CUDA 2.2 and failing CUFFT SDK example

My CUFFT related code has stopped working since installing CUDA 2.2. Any tips would be appreciated.

I installed the two following packages:

cudasdk_2.2_macos.pkg

cudatoolkit_2.2_macos_32.pkg

Most of the toolkit examples run OK. I can’t really figure out if the issues are CUFFT related. Most of the CUFFT examples fail, but others don’t (please note the MPix/s is 0.00 for the ones that fail):

$ ./simpleCUFFT

Using device 0: GeForce 9600M GT

GPU time: 229.100006 msecs. //0.000000 MPix/s

Test FAILED

Press ENTER to exit...

$ ./simpleCUFFT2

Using device 0: GeForce 9600M GT

GPU time: 229.839996 msecs. //0.000000 MPix/s

Test FAILED

$ ./convolutionFFT2D 

Using device 0: GeForce 9600M GT

Input data size		   : 1000 x 1000

Convolution kernel size   : 7 x 7

Padded image size		 : 1006 x 1006

Aligned padded image size : 1024 x 1024

Allocating memory...

Generating random input data...

Creating FFT plan for 1024 x 1024...

Uploading to GPU and padding convolution kernel and input data...

...initializing padded kernel and data storage with zeroes...
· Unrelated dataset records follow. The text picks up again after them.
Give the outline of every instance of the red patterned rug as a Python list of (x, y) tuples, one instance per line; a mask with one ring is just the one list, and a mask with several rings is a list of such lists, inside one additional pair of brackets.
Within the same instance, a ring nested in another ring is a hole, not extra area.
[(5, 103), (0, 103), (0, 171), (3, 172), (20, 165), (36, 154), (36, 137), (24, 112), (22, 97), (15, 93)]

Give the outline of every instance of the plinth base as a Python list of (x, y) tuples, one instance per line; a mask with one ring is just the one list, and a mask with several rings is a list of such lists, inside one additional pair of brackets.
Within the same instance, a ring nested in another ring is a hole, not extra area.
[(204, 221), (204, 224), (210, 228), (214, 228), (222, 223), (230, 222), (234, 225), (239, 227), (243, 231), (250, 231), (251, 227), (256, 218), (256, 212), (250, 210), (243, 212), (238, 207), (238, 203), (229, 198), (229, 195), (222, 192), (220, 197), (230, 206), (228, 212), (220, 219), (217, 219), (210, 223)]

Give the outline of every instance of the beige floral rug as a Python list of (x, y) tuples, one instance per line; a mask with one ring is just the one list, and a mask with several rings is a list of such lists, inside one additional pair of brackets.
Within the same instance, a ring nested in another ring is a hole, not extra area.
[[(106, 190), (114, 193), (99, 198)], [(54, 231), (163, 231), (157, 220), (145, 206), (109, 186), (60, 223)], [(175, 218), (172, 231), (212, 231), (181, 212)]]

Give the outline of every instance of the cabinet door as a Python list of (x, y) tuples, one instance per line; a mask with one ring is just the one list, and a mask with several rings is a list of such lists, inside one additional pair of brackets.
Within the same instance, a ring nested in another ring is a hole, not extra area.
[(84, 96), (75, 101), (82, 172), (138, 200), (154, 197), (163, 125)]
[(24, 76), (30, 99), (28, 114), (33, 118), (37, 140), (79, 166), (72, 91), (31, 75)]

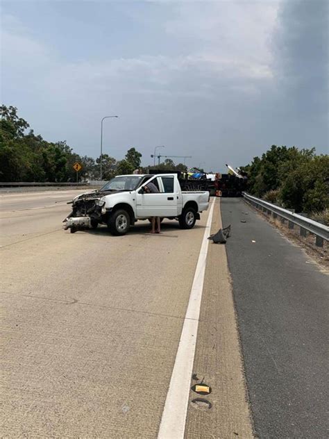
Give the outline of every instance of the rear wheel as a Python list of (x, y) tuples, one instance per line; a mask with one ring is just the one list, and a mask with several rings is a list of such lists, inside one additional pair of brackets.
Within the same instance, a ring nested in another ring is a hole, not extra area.
[(180, 229), (192, 229), (196, 221), (196, 212), (192, 207), (184, 208), (182, 215), (178, 217)]
[(130, 226), (129, 214), (124, 209), (115, 210), (108, 221), (108, 227), (112, 235), (126, 235)]

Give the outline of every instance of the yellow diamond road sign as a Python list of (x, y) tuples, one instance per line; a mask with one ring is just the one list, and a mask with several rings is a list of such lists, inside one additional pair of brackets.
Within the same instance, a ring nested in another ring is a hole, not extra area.
[(74, 163), (74, 165), (73, 165), (73, 169), (78, 172), (81, 169), (82, 169), (82, 166), (80, 163), (76, 162), (76, 163)]

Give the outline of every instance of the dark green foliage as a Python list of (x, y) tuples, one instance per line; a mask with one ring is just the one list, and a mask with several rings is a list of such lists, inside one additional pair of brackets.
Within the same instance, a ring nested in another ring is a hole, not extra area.
[[(15, 107), (0, 106), (0, 181), (74, 182), (76, 162), (82, 165), (79, 181), (98, 180), (100, 158), (81, 157), (72, 151), (66, 142), (47, 142), (33, 130), (26, 133), (29, 124), (17, 115)], [(131, 174), (140, 166), (142, 154), (130, 148), (126, 159), (103, 154), (104, 180), (119, 174)]]
[(136, 151), (135, 148), (130, 148), (127, 151), (126, 154), (126, 160), (130, 163), (134, 168), (133, 170), (137, 169), (140, 166), (140, 159), (142, 154), (138, 151)]
[(315, 149), (272, 145), (262, 158), (243, 167), (248, 190), (296, 212), (321, 211), (329, 207), (329, 156)]

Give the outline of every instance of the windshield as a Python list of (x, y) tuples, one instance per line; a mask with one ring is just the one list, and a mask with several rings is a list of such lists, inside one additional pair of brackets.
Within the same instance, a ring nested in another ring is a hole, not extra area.
[(115, 177), (103, 186), (101, 190), (133, 190), (138, 186), (142, 178), (141, 175)]

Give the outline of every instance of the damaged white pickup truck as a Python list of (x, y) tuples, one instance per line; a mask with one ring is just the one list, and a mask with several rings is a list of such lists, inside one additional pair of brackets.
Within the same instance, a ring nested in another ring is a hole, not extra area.
[[(150, 182), (158, 192), (146, 192)], [(76, 197), (64, 228), (73, 233), (103, 224), (113, 235), (124, 235), (137, 220), (160, 217), (192, 229), (199, 213), (208, 209), (209, 198), (208, 191), (182, 192), (176, 174), (120, 175), (99, 190)]]

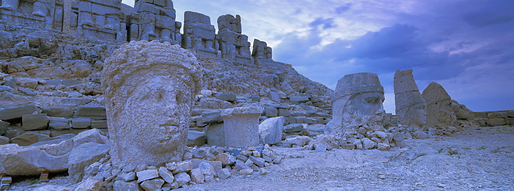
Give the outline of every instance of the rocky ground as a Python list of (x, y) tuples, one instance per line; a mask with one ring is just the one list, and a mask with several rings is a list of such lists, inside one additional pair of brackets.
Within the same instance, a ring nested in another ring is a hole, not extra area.
[[(463, 135), (407, 140), (390, 151), (323, 152), (275, 147), (285, 158), (265, 175), (235, 176), (180, 190), (403, 190), (514, 189), (514, 126), (481, 127)], [(11, 188), (73, 187), (60, 175), (48, 183), (14, 180)], [(31, 182), (32, 182), (31, 183)]]

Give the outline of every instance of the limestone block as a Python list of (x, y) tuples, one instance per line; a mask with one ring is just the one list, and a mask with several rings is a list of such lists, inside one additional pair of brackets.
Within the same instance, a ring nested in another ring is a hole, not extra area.
[(225, 125), (223, 123), (214, 123), (205, 128), (207, 144), (225, 146)]
[(214, 94), (214, 98), (229, 102), (233, 102), (237, 100), (235, 94), (233, 93), (216, 93)]
[(279, 94), (274, 91), (268, 92), (268, 99), (274, 102), (280, 102), (280, 97), (279, 97)]
[(223, 166), (230, 165), (235, 163), (235, 157), (230, 155), (228, 153), (222, 153), (216, 156), (216, 161), (221, 162)]
[(7, 107), (0, 110), (0, 120), (20, 118), (23, 116), (32, 114), (37, 111), (38, 107), (32, 104)]
[(266, 107), (265, 109), (266, 117), (273, 118), (279, 116), (279, 110), (272, 107)]
[(90, 118), (93, 120), (105, 120), (106, 119), (106, 116), (105, 106), (81, 105), (77, 107), (73, 117)]
[(50, 140), (50, 136), (35, 132), (23, 133), (11, 139), (11, 143), (20, 146), (28, 146), (41, 141)]
[(427, 125), (433, 128), (453, 126), (457, 122), (450, 95), (439, 84), (432, 82), (422, 93), (427, 102)]
[(309, 101), (309, 97), (302, 96), (299, 97), (291, 97), (289, 98), (291, 102), (307, 102)]
[(188, 141), (186, 143), (188, 146), (201, 146), (205, 144), (205, 133), (195, 130), (190, 130), (188, 133)]
[(0, 136), (3, 136), (4, 133), (9, 129), (9, 125), (10, 123), (5, 121), (0, 121)]
[(142, 191), (139, 184), (136, 181), (125, 181), (123, 180), (118, 180), (114, 182), (113, 184), (113, 188), (115, 191), (123, 190), (134, 190)]
[(74, 129), (88, 129), (91, 127), (91, 119), (74, 118), (71, 119), (71, 128)]
[(146, 180), (159, 177), (159, 171), (157, 169), (148, 169), (136, 173), (137, 176), (137, 182), (140, 183)]
[(182, 160), (199, 67), (190, 52), (157, 41), (124, 44), (107, 59), (101, 85), (113, 166)]
[(345, 75), (337, 82), (332, 97), (334, 114), (325, 131), (338, 133), (365, 124), (381, 123), (385, 113), (383, 93), (376, 74)]
[(191, 181), (191, 178), (187, 173), (180, 173), (175, 175), (175, 182), (178, 184), (178, 187), (180, 187)]
[(5, 85), (0, 86), (0, 107), (17, 107), (31, 102), (25, 96), (16, 94), (16, 90)]
[(68, 159), (68, 174), (74, 183), (80, 182), (84, 169), (103, 158), (109, 151), (109, 145), (86, 143), (71, 149)]
[(0, 145), (6, 145), (11, 142), (11, 140), (4, 136), (0, 136)]
[(164, 180), (161, 178), (155, 178), (145, 180), (141, 183), (141, 187), (146, 191), (158, 190), (164, 184)]
[(291, 111), (289, 111), (287, 109), (279, 108), (278, 116), (281, 117), (289, 117), (291, 116)]
[(259, 125), (260, 144), (273, 144), (280, 142), (285, 120), (285, 117), (280, 117), (269, 118), (261, 123)]
[(38, 146), (0, 145), (0, 171), (8, 176), (39, 175), (40, 168), (50, 173), (66, 171), (68, 152), (72, 148), (71, 140)]
[(221, 112), (219, 111), (205, 113), (201, 115), (201, 117), (200, 122), (203, 124), (210, 124), (223, 122), (223, 118), (222, 118)]
[(227, 146), (243, 147), (259, 144), (259, 117), (260, 107), (237, 107), (222, 112)]
[(284, 126), (284, 132), (300, 132), (303, 129), (303, 125), (301, 124), (289, 124)]
[(69, 129), (71, 128), (69, 119), (49, 118), (48, 127), (53, 129)]
[(100, 180), (89, 177), (86, 181), (82, 182), (75, 188), (75, 191), (95, 191), (100, 190), (102, 188), (103, 182)]
[(175, 181), (173, 174), (164, 166), (159, 167), (159, 176), (162, 177), (164, 181), (170, 184)]
[(45, 107), (41, 109), (41, 112), (46, 113), (48, 117), (71, 118), (74, 111), (62, 107)]
[(491, 126), (499, 126), (507, 125), (504, 118), (493, 118), (488, 119), (486, 120), (486, 123)]
[(92, 129), (106, 129), (107, 120), (91, 121), (91, 128)]

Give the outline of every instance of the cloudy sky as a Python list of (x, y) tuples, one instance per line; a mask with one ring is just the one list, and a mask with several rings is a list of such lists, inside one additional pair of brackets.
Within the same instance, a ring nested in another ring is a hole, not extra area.
[(173, 2), (181, 22), (188, 10), (215, 26), (219, 15), (241, 15), (250, 42), (267, 42), (274, 60), (333, 89), (345, 74), (378, 74), (388, 112), (394, 72), (408, 69), (420, 91), (435, 82), (473, 111), (514, 109), (514, 1)]

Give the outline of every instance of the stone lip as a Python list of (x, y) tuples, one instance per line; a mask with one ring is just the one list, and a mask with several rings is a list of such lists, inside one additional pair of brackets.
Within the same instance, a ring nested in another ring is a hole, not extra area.
[(262, 113), (264, 109), (261, 107), (236, 107), (224, 110), (221, 115), (223, 117), (230, 117), (238, 114)]

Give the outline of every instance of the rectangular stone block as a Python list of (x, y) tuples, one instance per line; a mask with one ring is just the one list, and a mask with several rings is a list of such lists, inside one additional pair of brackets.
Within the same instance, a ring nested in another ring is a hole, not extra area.
[(22, 117), (22, 128), (24, 130), (45, 129), (48, 127), (46, 114), (32, 114)]
[(50, 130), (50, 137), (56, 137), (57, 136), (62, 136), (63, 135), (66, 134), (75, 134), (79, 135), (79, 133), (85, 131), (86, 130), (89, 130), (89, 129), (51, 129)]
[(90, 118), (95, 121), (105, 120), (107, 120), (105, 106), (79, 106), (73, 117)]
[(32, 114), (37, 110), (38, 106), (32, 104), (7, 107), (0, 110), (0, 120), (20, 118), (23, 116)]
[(71, 120), (71, 128), (72, 128), (88, 129), (90, 127), (91, 119), (89, 118), (74, 118)]
[(71, 128), (69, 119), (62, 118), (49, 118), (48, 127), (54, 129), (68, 129)]
[(107, 120), (91, 121), (91, 129), (106, 129), (107, 127)]
[(9, 139), (12, 139), (15, 137), (18, 137), (22, 135), (22, 134), (26, 133), (28, 132), (35, 132), (36, 133), (46, 135), (50, 136), (50, 132), (49, 130), (30, 130), (30, 131), (25, 131), (25, 130), (8, 130), (4, 134), (4, 137), (6, 137)]
[(491, 126), (505, 125), (507, 124), (505, 123), (505, 119), (504, 118), (488, 119), (486, 120), (486, 123)]

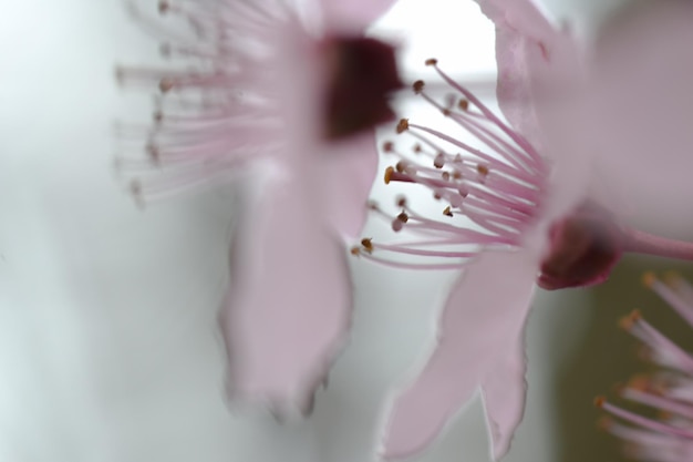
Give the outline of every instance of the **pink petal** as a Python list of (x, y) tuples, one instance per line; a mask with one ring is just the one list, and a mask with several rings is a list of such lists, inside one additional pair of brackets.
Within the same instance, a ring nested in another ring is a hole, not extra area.
[(477, 0), (496, 24), (497, 96), (508, 121), (542, 148), (546, 105), (567, 93), (579, 75), (572, 38), (556, 30), (530, 0)]
[[(537, 268), (530, 249), (486, 253), (468, 267), (451, 292), (433, 355), (394, 400), (386, 460), (424, 450), (488, 377), (495, 387), (493, 373), (507, 360), (508, 339), (521, 335)], [(494, 412), (507, 430), (510, 420)]]
[(642, 2), (597, 42), (583, 125), (597, 179), (631, 205), (632, 219), (690, 228), (693, 197), (693, 3)]
[(345, 249), (325, 228), (309, 184), (280, 172), (248, 201), (220, 316), (231, 398), (279, 413), (309, 411), (350, 325)]
[(325, 218), (340, 235), (358, 237), (377, 172), (375, 132), (331, 144), (323, 154), (317, 175), (321, 181)]
[(385, 13), (395, 0), (320, 0), (325, 21), (332, 25), (365, 29)]
[(526, 370), (525, 341), (520, 336), (510, 342), (505, 359), (490, 370), (482, 383), (496, 460), (508, 452), (515, 429), (523, 420), (527, 394)]

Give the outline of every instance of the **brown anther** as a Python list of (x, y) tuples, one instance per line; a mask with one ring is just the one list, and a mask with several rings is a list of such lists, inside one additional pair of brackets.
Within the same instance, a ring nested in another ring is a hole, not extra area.
[(158, 89), (161, 90), (162, 93), (167, 93), (170, 91), (170, 89), (173, 89), (174, 86), (174, 82), (170, 79), (162, 79), (162, 81), (158, 83)]
[(363, 239), (361, 239), (361, 245), (363, 246), (365, 251), (368, 251), (369, 254), (373, 251), (373, 238), (372, 237), (364, 237)]
[(400, 119), (397, 123), (397, 133), (406, 132), (410, 130), (410, 120), (408, 119)]
[(597, 422), (597, 427), (601, 430), (609, 430), (611, 425), (613, 425), (613, 419), (610, 417), (603, 417)]
[(170, 9), (170, 3), (168, 3), (166, 0), (161, 0), (158, 2), (158, 12), (161, 14), (168, 12), (169, 9)]
[(390, 166), (385, 168), (385, 184), (389, 185), (392, 179), (392, 175), (394, 174), (394, 167)]
[(619, 327), (621, 327), (624, 330), (631, 330), (633, 328), (633, 326), (640, 320), (642, 319), (642, 314), (640, 312), (640, 310), (633, 310), (631, 311), (630, 315), (622, 317), (619, 320)]
[(642, 275), (642, 284), (644, 284), (645, 287), (652, 288), (654, 283), (656, 283), (656, 276), (653, 271), (647, 271), (644, 275)]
...copying input data and convolution kernel from host to CUDA arrays

...binding CUDA arrays to texture references

...padding convolution kernel

...padding input data array

Transforming convolution kernel...

Running GPU FFT convolution...

GPU time: 42.544998 msecs. //23.504526 MPix/s

Reading back GPU FFT results...

Checking GPU results...

...running reference CPU convolution

...comparing the results

Max delta / CPU value 1.588891E-06

L2 norm: 1.902640E-07

TEST PASSED

Shutting down...

Press ENTER to exit...

My device is the first one of the below (Mac OS X 10.5.7, MBP):

$ ./deviceQuery 

There are 2 devices supporting CUDA

Device 0: "GeForce 9600M GT"

  Major revision number:						 1

  Minor revision number:						 1

  Total amount of global memory:				 536543232 bytes

  Number of multiprocessors:					 4

  Number of cores:							   32

  Total amount of constant memory:			   65536 bytes

  Total amount of shared memory per block:	   16384 bytes

  Total number of registers available per block: 8192

  Warp size:									 32

  Maximum number of threads per block:		   512

  Maximum sizes of each dimension of a block:	512 x 512 x 64

  Maximum sizes of each dimension of a grid:	 65535 x 65535 x 1

  Maximum memory pitch:						  262144 bytes

  Texture alignment:							 256 bytes

  Clock rate:									0.78 GHz

  Concurrent copy and execution:				 No

Device 1: "GeForce 9400M"

  Major revision number:						 1

  Minor revision number:						 1

  Total amount of global memory:				 266010624 bytes

  Number of multiprocessors:					 2

  Number of cores:							   16

  Total amount of constant memory:			   65536 bytes

  Total amount of shared memory per block:	   16384 bytes

  Total number of registers available per block: 8192

  Warp size:									 32

  Maximum number of threads per block:		   512

  Maximum sizes of each dimension of a block:	512 x 512 x 64

  Maximum sizes of each dimension of a grid:	 65535 x 65535 x 1

  Maximum memory pitch:						  262144 bytes

  Texture alignment:							 256 bytes

  Clock rate:									0.25 GHz

  Concurrent copy and execution:				 No

Test PASSED

Press ENTER to exit...

Removing (via rm -rf /Developer/CUDA and /usr/local/cuda) and reinstalling solved the problem.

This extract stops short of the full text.